2013-10-19_145251 Gestern wurden wir von einem freundlichen einheimischen Paar durch ausgewählte Teile Hamburgs geführt.

Haben bei Violas Gewürze berochen (der Laden funktioniert so fantastisch wie es die Website derzeit nicht tut), bei Mutterland reingeschaut, in der Kaffeerösterei Burg Schokolade eingekauft und derlei mehr. Die Grindelhochhäuser (aus der Ferne) und das umgebaute Straßenbahndepot (aus der Nähe) beguckt. Eine Buchhandlung besucht: Stories – ein feines Sortiment (gleich wieder einige Titel gemerkt, die dringend gelesen werden, aber leider noch warten müssen), an dem der Vorgang des für die Kunden Auswählens spürbar wird (alles perfekt gestylt – auch die Website).

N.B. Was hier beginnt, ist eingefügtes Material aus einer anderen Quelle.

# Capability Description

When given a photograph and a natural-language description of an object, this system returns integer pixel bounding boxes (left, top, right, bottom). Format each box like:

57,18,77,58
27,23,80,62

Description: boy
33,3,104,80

2013-10-19_151132 Nach U-Bahn-Fahrt ins Schanzenviertel die Rote Flora mal in echt und nicht nur in der taz gesehen, auf der Grenze zwischen Altona und Hamburg gestanden. Zwischendurch im Schanzenstern einfach und gut gegessen. Auf dem Gartendeck wird nicht nur Kind 1 deutlich: selbst das Gärtnern ist in Vierteln wie diesen politisch (anderswo natürlich genauso, nur ist es dort nicht ganz so offensichtlich) – ebenso wie die Aufnahme von Flüchtlingen nebenan. Mit dem Schiff noch nach Finkenwerder und zurück gefahren. Hamburg hat schon was.

Apfelernte.

Da wir noch Apfelmus aus dem letzten Jahr haben und für die Eigenverwertung als Apfelkuchen noch genügend übrig bleibt, habe ich heute 47 Kilo Äpfel zum Mosten gebracht und Apfelsaft geholt.

Musik zum Abend: Anderson.

Laurie Anderson: O Superman.

(Arni brachte die Platte mit, wir hörten sie in langen Sommerferiennächten in Abwesenheit der Eltern auf dem heimischen Dual-Plattenspieler. Damals hörte man Platten wieder und wieder, bis jeder Klang, jedes Knistern bekannt war.)